Audience analysis – or understanding who your clients, followers or customers are – can be an intimidating term, but it is much less difficult than it sounds. And again, it is absolutely critical to your success.
As a blogger, you may have started off with a particular person in your head to whom you wrote. Let’s imagine that you blog about exercise and you’ve always imagined that one person in your spinning class who seems so dedicated as the person who reads your posts. Or maybe, if you write for an auto parts company, you “see” the weekend shade-tree mechanic in your neighborhood checking out your latest post.
That’s absolutely fine, and a habit of most writers, to imagine your audience. Keep your character firmly in place. However, it’s not the method by which you determine to whom you’re marketing. During these times – when you are considering which subjects to cover, what information to pass on and when to time your posts – you need a real-life basis from which to make such decisions, an assessment of your audience.

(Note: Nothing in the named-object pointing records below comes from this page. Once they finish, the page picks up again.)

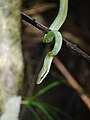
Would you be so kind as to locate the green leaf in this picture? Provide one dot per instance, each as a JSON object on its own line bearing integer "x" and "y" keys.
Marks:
{"x": 45, "y": 89}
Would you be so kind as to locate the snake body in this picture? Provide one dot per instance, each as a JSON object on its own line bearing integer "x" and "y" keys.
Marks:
{"x": 55, "y": 26}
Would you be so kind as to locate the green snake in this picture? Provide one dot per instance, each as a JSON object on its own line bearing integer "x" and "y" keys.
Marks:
{"x": 55, "y": 26}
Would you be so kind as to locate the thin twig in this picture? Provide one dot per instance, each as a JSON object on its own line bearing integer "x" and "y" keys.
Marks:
{"x": 72, "y": 81}
{"x": 43, "y": 28}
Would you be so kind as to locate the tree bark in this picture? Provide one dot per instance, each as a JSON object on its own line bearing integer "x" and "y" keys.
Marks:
{"x": 11, "y": 58}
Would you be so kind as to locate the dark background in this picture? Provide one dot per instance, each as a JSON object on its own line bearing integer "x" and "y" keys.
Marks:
{"x": 76, "y": 29}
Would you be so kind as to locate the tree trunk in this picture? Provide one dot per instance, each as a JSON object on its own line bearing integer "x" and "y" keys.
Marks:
{"x": 11, "y": 59}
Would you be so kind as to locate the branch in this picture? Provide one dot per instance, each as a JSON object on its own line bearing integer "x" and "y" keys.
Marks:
{"x": 43, "y": 28}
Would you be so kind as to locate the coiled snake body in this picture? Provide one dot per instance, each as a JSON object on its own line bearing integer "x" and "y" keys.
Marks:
{"x": 55, "y": 26}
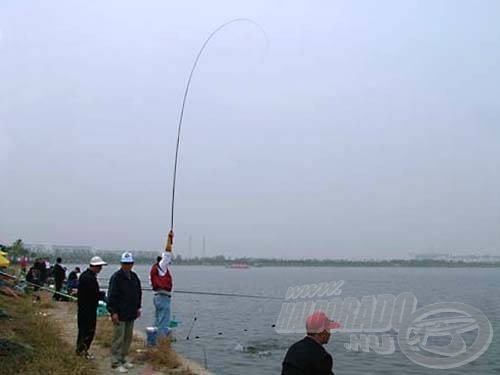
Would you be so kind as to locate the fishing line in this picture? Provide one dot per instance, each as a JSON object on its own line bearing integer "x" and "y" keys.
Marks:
{"x": 185, "y": 99}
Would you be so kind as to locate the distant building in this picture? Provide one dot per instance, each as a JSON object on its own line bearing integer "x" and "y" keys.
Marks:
{"x": 71, "y": 248}
{"x": 450, "y": 257}
{"x": 36, "y": 248}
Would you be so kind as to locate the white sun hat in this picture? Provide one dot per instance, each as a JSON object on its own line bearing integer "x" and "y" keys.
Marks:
{"x": 97, "y": 261}
{"x": 127, "y": 257}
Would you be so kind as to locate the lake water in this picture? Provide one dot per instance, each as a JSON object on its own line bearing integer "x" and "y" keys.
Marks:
{"x": 234, "y": 335}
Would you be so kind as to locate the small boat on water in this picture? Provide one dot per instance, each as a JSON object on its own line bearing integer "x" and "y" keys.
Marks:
{"x": 241, "y": 266}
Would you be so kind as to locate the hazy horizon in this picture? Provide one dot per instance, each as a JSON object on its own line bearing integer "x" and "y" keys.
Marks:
{"x": 364, "y": 129}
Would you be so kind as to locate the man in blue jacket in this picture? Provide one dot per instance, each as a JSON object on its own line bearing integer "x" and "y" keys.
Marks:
{"x": 308, "y": 356}
{"x": 124, "y": 305}
{"x": 88, "y": 299}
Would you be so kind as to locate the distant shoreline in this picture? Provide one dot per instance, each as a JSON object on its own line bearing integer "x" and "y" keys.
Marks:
{"x": 260, "y": 263}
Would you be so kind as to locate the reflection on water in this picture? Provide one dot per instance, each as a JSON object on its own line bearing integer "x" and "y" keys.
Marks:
{"x": 236, "y": 336}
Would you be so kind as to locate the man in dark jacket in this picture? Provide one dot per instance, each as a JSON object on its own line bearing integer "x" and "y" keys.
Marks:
{"x": 124, "y": 305}
{"x": 308, "y": 356}
{"x": 88, "y": 299}
{"x": 59, "y": 273}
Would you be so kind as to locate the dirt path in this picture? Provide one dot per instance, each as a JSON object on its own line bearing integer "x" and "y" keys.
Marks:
{"x": 64, "y": 315}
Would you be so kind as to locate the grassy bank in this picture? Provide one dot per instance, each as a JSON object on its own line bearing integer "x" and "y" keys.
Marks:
{"x": 32, "y": 344}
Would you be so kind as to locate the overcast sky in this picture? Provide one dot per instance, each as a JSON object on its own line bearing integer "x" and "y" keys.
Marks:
{"x": 363, "y": 129}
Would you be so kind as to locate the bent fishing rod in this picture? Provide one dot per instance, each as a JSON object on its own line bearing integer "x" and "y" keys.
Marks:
{"x": 184, "y": 100}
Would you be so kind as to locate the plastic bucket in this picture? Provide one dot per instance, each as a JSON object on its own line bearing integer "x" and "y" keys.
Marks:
{"x": 151, "y": 335}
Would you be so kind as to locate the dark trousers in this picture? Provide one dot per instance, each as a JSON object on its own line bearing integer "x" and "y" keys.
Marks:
{"x": 57, "y": 296}
{"x": 87, "y": 318}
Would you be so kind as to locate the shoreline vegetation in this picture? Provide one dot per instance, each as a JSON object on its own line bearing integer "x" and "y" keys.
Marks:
{"x": 37, "y": 336}
{"x": 82, "y": 256}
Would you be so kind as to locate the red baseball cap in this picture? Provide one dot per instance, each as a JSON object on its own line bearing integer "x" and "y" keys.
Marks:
{"x": 318, "y": 322}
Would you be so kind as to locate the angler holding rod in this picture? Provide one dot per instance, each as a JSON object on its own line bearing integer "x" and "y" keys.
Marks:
{"x": 161, "y": 282}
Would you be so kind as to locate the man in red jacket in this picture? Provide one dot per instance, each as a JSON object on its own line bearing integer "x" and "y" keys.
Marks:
{"x": 161, "y": 280}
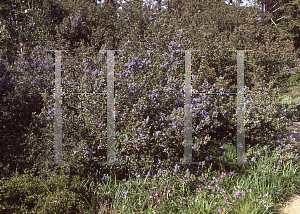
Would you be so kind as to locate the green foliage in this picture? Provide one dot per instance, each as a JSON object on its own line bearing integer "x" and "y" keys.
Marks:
{"x": 26, "y": 193}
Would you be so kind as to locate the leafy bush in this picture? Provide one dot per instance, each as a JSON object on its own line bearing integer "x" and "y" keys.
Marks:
{"x": 150, "y": 104}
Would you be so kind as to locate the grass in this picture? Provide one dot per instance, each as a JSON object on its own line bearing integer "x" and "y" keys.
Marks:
{"x": 259, "y": 188}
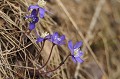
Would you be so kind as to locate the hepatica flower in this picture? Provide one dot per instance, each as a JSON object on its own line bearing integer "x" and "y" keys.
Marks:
{"x": 39, "y": 7}
{"x": 33, "y": 19}
{"x": 56, "y": 39}
{"x": 75, "y": 51}
{"x": 44, "y": 36}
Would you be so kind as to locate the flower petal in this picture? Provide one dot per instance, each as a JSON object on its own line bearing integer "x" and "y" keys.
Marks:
{"x": 79, "y": 59}
{"x": 55, "y": 35}
{"x": 62, "y": 37}
{"x": 41, "y": 12}
{"x": 61, "y": 43}
{"x": 31, "y": 26}
{"x": 33, "y": 7}
{"x": 34, "y": 13}
{"x": 79, "y": 54}
{"x": 36, "y": 19}
{"x": 70, "y": 46}
{"x": 78, "y": 45}
{"x": 74, "y": 60}
{"x": 39, "y": 40}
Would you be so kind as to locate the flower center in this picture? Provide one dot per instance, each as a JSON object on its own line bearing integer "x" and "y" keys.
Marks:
{"x": 76, "y": 52}
{"x": 41, "y": 3}
{"x": 43, "y": 35}
{"x": 56, "y": 38}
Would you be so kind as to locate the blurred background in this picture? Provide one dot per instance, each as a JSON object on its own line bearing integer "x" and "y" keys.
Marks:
{"x": 95, "y": 22}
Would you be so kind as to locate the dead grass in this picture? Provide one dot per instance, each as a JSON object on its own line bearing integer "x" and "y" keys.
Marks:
{"x": 96, "y": 22}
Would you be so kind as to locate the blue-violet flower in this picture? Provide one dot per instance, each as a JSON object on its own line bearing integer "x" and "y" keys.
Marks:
{"x": 57, "y": 40}
{"x": 33, "y": 19}
{"x": 39, "y": 6}
{"x": 44, "y": 36}
{"x": 75, "y": 51}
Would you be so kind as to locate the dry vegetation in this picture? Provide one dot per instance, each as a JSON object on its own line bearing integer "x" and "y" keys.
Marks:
{"x": 95, "y": 22}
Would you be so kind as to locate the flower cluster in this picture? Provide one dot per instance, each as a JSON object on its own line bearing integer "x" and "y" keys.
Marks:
{"x": 36, "y": 9}
{"x": 54, "y": 38}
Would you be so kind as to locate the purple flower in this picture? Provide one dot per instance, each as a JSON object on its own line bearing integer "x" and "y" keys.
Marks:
{"x": 41, "y": 10}
{"x": 56, "y": 39}
{"x": 33, "y": 19}
{"x": 43, "y": 37}
{"x": 75, "y": 51}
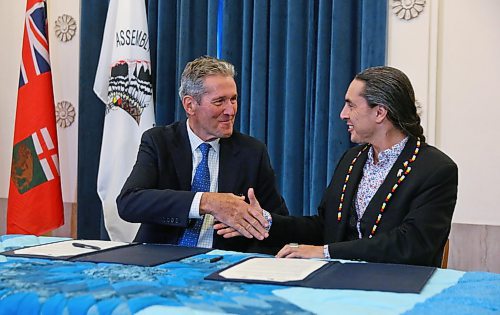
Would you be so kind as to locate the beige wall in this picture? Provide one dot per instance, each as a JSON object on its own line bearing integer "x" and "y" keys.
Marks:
{"x": 451, "y": 54}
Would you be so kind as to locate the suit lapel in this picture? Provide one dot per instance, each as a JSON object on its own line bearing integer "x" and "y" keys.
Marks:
{"x": 350, "y": 192}
{"x": 182, "y": 156}
{"x": 373, "y": 208}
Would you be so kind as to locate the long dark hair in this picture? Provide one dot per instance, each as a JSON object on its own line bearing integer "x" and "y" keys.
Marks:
{"x": 392, "y": 89}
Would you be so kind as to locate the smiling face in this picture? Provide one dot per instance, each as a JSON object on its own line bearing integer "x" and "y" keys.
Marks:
{"x": 213, "y": 117}
{"x": 361, "y": 119}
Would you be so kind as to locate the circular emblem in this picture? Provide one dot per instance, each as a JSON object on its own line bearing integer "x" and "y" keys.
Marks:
{"x": 408, "y": 9}
{"x": 65, "y": 28}
{"x": 65, "y": 114}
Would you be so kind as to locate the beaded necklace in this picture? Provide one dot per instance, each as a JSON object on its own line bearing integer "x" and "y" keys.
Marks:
{"x": 402, "y": 174}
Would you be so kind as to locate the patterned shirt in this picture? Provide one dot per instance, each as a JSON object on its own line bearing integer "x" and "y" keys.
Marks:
{"x": 373, "y": 177}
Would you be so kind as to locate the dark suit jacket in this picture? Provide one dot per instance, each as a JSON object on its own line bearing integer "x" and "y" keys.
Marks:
{"x": 158, "y": 191}
{"x": 415, "y": 224}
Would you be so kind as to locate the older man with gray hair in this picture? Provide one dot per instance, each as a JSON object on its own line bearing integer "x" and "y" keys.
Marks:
{"x": 193, "y": 173}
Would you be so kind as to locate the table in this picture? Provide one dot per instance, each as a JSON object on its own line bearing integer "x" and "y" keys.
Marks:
{"x": 39, "y": 286}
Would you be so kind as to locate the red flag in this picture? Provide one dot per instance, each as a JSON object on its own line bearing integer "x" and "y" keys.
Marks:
{"x": 35, "y": 200}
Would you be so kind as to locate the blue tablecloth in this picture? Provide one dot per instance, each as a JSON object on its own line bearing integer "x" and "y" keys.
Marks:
{"x": 38, "y": 286}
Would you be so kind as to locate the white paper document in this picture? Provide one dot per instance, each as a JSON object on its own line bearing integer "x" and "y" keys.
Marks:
{"x": 273, "y": 269}
{"x": 68, "y": 248}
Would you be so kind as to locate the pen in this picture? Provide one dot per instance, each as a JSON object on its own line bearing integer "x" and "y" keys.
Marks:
{"x": 86, "y": 246}
{"x": 216, "y": 259}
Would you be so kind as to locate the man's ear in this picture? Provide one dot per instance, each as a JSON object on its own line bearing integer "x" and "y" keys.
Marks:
{"x": 381, "y": 113}
{"x": 188, "y": 102}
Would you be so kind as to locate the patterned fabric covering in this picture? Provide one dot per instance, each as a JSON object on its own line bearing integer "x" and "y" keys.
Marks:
{"x": 475, "y": 293}
{"x": 38, "y": 286}
{"x": 58, "y": 287}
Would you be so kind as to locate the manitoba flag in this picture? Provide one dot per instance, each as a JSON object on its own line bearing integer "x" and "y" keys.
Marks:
{"x": 35, "y": 201}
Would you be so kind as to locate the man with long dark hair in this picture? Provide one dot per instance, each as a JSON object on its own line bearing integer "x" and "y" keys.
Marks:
{"x": 391, "y": 199}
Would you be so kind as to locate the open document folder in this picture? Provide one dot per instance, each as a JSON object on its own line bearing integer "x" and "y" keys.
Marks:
{"x": 328, "y": 274}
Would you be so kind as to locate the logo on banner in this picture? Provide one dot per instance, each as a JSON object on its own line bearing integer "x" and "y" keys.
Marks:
{"x": 130, "y": 88}
{"x": 32, "y": 163}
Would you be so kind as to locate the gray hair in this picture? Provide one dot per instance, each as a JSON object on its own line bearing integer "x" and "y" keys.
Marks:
{"x": 193, "y": 76}
{"x": 392, "y": 89}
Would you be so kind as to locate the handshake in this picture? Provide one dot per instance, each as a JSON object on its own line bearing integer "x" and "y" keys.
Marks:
{"x": 234, "y": 216}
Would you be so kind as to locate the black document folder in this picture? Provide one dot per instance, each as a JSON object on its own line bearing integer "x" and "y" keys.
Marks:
{"x": 128, "y": 254}
{"x": 356, "y": 276}
{"x": 142, "y": 254}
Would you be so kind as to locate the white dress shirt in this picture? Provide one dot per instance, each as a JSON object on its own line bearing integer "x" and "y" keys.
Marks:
{"x": 207, "y": 230}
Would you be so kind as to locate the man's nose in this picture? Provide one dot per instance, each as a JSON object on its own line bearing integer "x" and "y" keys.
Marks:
{"x": 230, "y": 108}
{"x": 343, "y": 113}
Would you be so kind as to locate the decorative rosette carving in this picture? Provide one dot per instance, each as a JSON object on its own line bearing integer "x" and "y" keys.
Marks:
{"x": 65, "y": 114}
{"x": 65, "y": 28}
{"x": 407, "y": 9}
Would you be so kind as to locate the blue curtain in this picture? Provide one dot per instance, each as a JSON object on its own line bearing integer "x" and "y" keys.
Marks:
{"x": 295, "y": 59}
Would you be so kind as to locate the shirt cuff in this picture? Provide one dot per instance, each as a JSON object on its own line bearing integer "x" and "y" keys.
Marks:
{"x": 326, "y": 252}
{"x": 194, "y": 211}
{"x": 269, "y": 219}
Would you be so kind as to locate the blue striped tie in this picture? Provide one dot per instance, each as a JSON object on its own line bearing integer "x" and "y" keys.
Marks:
{"x": 201, "y": 182}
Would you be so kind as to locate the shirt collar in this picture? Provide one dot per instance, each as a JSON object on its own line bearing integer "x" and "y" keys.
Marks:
{"x": 390, "y": 154}
{"x": 195, "y": 141}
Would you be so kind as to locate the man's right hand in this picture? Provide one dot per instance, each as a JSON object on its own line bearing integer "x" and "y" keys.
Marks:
{"x": 233, "y": 211}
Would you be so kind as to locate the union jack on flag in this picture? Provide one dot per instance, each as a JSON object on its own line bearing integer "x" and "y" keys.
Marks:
{"x": 35, "y": 201}
{"x": 35, "y": 60}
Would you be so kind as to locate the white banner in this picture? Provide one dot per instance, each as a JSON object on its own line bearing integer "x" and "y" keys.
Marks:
{"x": 123, "y": 83}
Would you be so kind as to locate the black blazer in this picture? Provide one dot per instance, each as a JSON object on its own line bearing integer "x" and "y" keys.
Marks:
{"x": 415, "y": 224}
{"x": 158, "y": 191}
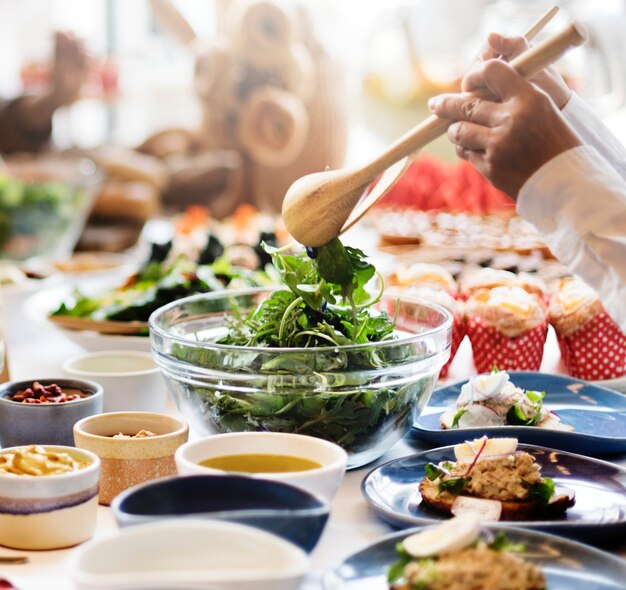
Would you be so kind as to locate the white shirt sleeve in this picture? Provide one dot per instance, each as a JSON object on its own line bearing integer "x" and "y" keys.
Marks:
{"x": 595, "y": 133}
{"x": 578, "y": 203}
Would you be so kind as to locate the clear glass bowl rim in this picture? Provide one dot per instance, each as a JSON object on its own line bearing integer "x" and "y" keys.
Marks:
{"x": 157, "y": 316}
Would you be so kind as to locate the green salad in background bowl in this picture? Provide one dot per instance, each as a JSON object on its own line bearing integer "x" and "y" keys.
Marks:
{"x": 322, "y": 355}
{"x": 44, "y": 204}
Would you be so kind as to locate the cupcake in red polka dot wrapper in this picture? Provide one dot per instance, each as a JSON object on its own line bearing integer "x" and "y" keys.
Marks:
{"x": 592, "y": 345}
{"x": 423, "y": 274}
{"x": 507, "y": 327}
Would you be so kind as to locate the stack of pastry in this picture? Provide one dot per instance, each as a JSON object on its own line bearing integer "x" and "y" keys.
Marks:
{"x": 433, "y": 284}
{"x": 592, "y": 345}
{"x": 506, "y": 320}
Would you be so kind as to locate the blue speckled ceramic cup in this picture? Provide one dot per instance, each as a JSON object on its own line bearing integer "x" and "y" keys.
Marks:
{"x": 48, "y": 424}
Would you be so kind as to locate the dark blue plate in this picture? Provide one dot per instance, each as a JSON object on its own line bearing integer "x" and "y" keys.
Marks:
{"x": 278, "y": 508}
{"x": 567, "y": 565}
{"x": 600, "y": 487}
{"x": 598, "y": 416}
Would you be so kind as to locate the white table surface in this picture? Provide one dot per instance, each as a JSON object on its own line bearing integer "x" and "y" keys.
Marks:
{"x": 36, "y": 352}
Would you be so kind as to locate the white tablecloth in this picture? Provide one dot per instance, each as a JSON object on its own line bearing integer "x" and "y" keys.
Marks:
{"x": 36, "y": 352}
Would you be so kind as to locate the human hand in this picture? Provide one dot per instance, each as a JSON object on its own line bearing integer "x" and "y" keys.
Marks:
{"x": 510, "y": 137}
{"x": 548, "y": 80}
{"x": 69, "y": 68}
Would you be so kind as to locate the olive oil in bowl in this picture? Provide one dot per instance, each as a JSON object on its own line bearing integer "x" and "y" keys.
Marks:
{"x": 260, "y": 463}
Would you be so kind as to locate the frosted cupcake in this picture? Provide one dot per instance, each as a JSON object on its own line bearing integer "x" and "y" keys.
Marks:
{"x": 490, "y": 278}
{"x": 421, "y": 274}
{"x": 507, "y": 327}
{"x": 592, "y": 345}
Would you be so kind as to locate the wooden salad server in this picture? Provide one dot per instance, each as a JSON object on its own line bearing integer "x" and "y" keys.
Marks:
{"x": 320, "y": 206}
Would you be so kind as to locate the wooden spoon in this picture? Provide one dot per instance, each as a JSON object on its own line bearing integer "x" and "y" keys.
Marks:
{"x": 317, "y": 206}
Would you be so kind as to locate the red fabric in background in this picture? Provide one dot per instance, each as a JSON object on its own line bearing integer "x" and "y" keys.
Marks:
{"x": 430, "y": 184}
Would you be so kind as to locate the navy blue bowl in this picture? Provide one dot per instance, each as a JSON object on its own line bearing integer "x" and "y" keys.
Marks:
{"x": 278, "y": 508}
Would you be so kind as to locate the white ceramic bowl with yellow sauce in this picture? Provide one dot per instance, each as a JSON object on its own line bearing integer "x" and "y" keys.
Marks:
{"x": 48, "y": 509}
{"x": 322, "y": 479}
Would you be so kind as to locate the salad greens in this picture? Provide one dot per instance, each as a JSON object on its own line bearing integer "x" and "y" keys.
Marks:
{"x": 160, "y": 282}
{"x": 427, "y": 565}
{"x": 292, "y": 363}
{"x": 35, "y": 217}
{"x": 310, "y": 313}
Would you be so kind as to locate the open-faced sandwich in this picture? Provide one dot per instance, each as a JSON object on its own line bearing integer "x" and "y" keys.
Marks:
{"x": 494, "y": 479}
{"x": 492, "y": 400}
{"x": 456, "y": 555}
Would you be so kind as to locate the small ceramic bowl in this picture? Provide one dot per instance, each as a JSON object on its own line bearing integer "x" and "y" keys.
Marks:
{"x": 131, "y": 379}
{"x": 284, "y": 510}
{"x": 129, "y": 461}
{"x": 92, "y": 266}
{"x": 189, "y": 554}
{"x": 49, "y": 511}
{"x": 322, "y": 481}
{"x": 51, "y": 423}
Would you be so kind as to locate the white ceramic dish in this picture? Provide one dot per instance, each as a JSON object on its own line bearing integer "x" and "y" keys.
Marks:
{"x": 13, "y": 296}
{"x": 131, "y": 379}
{"x": 37, "y": 307}
{"x": 50, "y": 511}
{"x": 187, "y": 554}
{"x": 322, "y": 481}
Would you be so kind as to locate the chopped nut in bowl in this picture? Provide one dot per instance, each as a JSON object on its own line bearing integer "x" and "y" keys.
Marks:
{"x": 144, "y": 451}
{"x": 44, "y": 411}
{"x": 48, "y": 496}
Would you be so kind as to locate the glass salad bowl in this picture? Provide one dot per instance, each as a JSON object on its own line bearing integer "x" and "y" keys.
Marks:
{"x": 363, "y": 397}
{"x": 44, "y": 204}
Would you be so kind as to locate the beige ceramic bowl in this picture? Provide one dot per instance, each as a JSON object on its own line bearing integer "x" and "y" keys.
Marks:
{"x": 49, "y": 511}
{"x": 129, "y": 461}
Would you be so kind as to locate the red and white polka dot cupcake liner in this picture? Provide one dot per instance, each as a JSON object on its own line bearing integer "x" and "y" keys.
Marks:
{"x": 492, "y": 348}
{"x": 595, "y": 351}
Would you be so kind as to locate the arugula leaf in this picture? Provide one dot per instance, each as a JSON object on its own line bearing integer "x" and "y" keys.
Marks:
{"x": 541, "y": 491}
{"x": 454, "y": 485}
{"x": 433, "y": 471}
{"x": 328, "y": 394}
{"x": 457, "y": 417}
{"x": 396, "y": 569}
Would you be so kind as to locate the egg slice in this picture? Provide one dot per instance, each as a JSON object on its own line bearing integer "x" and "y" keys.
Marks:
{"x": 487, "y": 447}
{"x": 453, "y": 535}
{"x": 486, "y": 510}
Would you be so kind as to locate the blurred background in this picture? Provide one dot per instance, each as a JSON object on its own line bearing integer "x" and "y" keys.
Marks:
{"x": 222, "y": 103}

You need to know who they are, their characteristics, spending habits, where they are located and what their needs are. Who is your target market? The better your answer to this question, the more effectively you can match ideas, formats, timing, and promotions.
Focus Groups & Surveys
Perhaps the most obvious ways to get a bead on who is reading your blog and what they’d like to see is to form a focus group or distribute and collect surveys. This may sound difficult, but it’s quite easy with the help of your mailing lists or follower registry.
First, start by sorting your audience. Is your blog visited by clients, Twitter or Facebook followers, or some other basis? Perhaps, your blog is part of a workforce website or maybe a readers’ group. Maybe you’ve developed a following while writing about your travels.
Whatever the sources are, you’ll need to sort them out a bit to determine how they came to you, so you’ll know how to recruit their opinions. For instance, if your followers are mainly from a Facebook page, then you can post a survey and ask for responses that way. If you have an email list, you can distribute a questionnaire to those people. You need to acquire between five to twenty people who you can rely on for their opinions on a regular basis – perhaps monthly or as issues arise. This will become your focus group.
In your initial surveys, ask for details – sex, age, household size. Ask if the respondent would like to participate in a focus group and request their email address if you don’t already have it.
Now you have a group to whom you can pose essential questions about your content.
Search Engine Optimization
Per Wikipedia, “Search engine optimization (SEO) is the process of affecting the visibility of a website or a web page in a web search engine’s unpaid results…” This might seem overwhelming to some unfamiliar with the term, but it is quite simple. This refers to using words and phrases that are most often searched for online to get more people to your site.
Start small with this one, but explore inserting phrases into your blog posts which seem relevant to your audience and see if it doesn’t have a positive effect on your following.
For instance, if you specialize in vegan recipes you’ll want to use terms a vegan or chef might search for beyond the specific phrase “vegan recipes”, which you should be sure to put somewhere in every post.
Googling “vegan terms” brought up many references you could use in your writing – faux meats, mock meats, soy, animal-free, almond milks, textured vegetable protein, tofu, and many others. Whatever your blog’s focus, try to use frequently searched-for terms as often as possible.
Using SEO, you’ll attract more followers and as you do you’ll get a better idea of what they are looking for simply by what words or phrases attract them to your site.
Employing some low-effort methods, such as those we’ve explored here, can go a long way towards understanding your audience – and growing it.